I’m drinking San Pellegrino limonata while eating Flamin’ Hot Cheetos. A dangerous game. You have to really trust your antacid to do something like this so close to bedtime. Like the moon landing, I don’t do it because it is easy, but because it is hard.
Or, rather, hahd, as JFK would put it.
It’s also a delicious combination, of course, and invigorating. Like a brisk autumn walk by the ocean, but in my mouth. Today I am chock full of vim and vigor.
Moods are funny that way. Mitra put it well this morning, on our walk, that we tend to think that whatever mood we are in is reality. Really, our grasp on what is reality is pretty tenuous. We only see what we see, filtered through whatever our brain is doing.
I try to remember that in my darkest days. I am lucky that even the hardest stuff I’ve gone through has been temporary and mostly not horrific. I was going to say not horrific, period, but then I remembered I was in New York on 9/11. 9/11 counts as horrific.

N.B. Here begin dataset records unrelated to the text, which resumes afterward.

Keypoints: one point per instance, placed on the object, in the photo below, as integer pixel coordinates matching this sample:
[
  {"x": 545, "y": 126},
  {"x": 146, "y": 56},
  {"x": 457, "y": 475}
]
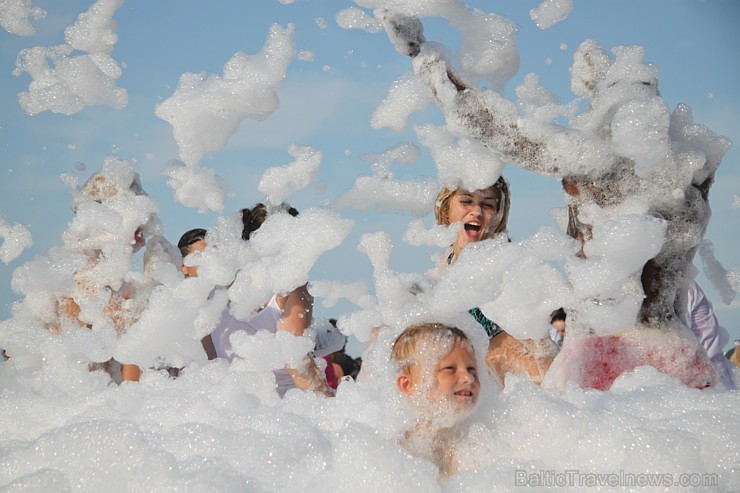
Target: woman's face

Living through that was a great lesson in distinguishing between things I can change and things I can’t change. I couldn’t do anything about the deaths and the rubble and the smoke in the air. I did decide I needed to get serious about finding someone to have a family with. In the midst of the darkness, I started planning for the light on the other side of it.
The great thing about going through something like 9/11 is the hard stuff that comes after tends to look easier in comparison. Trump getting elected came close. So did COVID. Everything else has been easier.

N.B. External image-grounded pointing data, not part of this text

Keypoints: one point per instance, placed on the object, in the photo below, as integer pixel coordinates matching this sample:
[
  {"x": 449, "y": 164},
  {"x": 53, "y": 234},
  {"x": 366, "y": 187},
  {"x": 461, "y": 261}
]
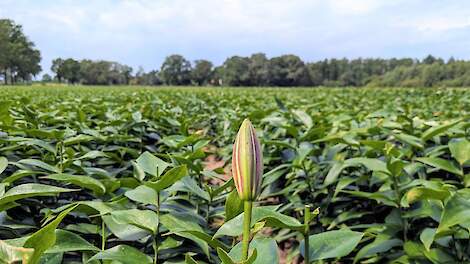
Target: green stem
[
  {"x": 103, "y": 238},
  {"x": 307, "y": 219},
  {"x": 246, "y": 229},
  {"x": 396, "y": 186},
  {"x": 155, "y": 241}
]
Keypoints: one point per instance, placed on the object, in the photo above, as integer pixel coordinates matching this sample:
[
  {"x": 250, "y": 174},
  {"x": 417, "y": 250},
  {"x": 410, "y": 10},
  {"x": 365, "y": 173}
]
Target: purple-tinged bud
[{"x": 247, "y": 162}]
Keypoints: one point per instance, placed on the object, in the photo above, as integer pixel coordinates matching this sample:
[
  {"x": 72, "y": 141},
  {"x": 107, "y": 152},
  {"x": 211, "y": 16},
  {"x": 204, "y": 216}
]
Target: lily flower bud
[{"x": 247, "y": 162}]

When I’m sad now, or scared, or depressed, there is a part of me that knows it will pass. Sometimes that part is very small and quiet, but it’s in there somewhere. It helps me to sit with the darkness, see what there is for me to learn from it, allow myself to sink and look below the surface. It’s a good way to figure out what I really want down in my depths.
The other thing I learned going through 9/11, I just realized, is that it’s easier to get through hard times with other people. In broad strokes, everyone in the city was aware that everyone else was a mess. It wasn’t embarrassing to be sad and freaked out.

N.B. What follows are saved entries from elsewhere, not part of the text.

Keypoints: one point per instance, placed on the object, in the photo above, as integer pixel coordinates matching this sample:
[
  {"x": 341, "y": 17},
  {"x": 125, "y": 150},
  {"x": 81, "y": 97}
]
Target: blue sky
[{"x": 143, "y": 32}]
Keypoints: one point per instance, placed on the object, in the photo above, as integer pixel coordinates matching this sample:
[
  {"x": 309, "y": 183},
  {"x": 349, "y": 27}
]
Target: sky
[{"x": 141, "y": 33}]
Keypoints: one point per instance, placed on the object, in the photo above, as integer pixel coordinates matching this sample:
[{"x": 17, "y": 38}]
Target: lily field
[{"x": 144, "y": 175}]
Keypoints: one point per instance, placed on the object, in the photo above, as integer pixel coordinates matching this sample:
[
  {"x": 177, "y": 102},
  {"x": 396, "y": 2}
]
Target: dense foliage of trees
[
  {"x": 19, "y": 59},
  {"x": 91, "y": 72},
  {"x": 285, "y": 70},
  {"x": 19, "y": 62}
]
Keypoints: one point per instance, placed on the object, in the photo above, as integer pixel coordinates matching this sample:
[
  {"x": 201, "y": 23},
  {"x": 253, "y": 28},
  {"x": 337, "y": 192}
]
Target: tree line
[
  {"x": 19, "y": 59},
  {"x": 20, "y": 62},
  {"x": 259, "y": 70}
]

That’s one of the reasons I write these. It’s helps me process what I’m going through, yes, but I hope it also makes the people reading it feel like it’s okay for them to be a mess.
I like remembering that I’m part of humanity, that we are all, as Dickens put it, “fellow-passengers to the grave.” We all have this one shot at existence, and you have to go through all the messiness of it, the pain and the pleasure.
What’s messier than Flamin’ Hot Cheetos, and what better way to amp up the pain and pleasure than by washing them down with bitter limonata? Today is a good day.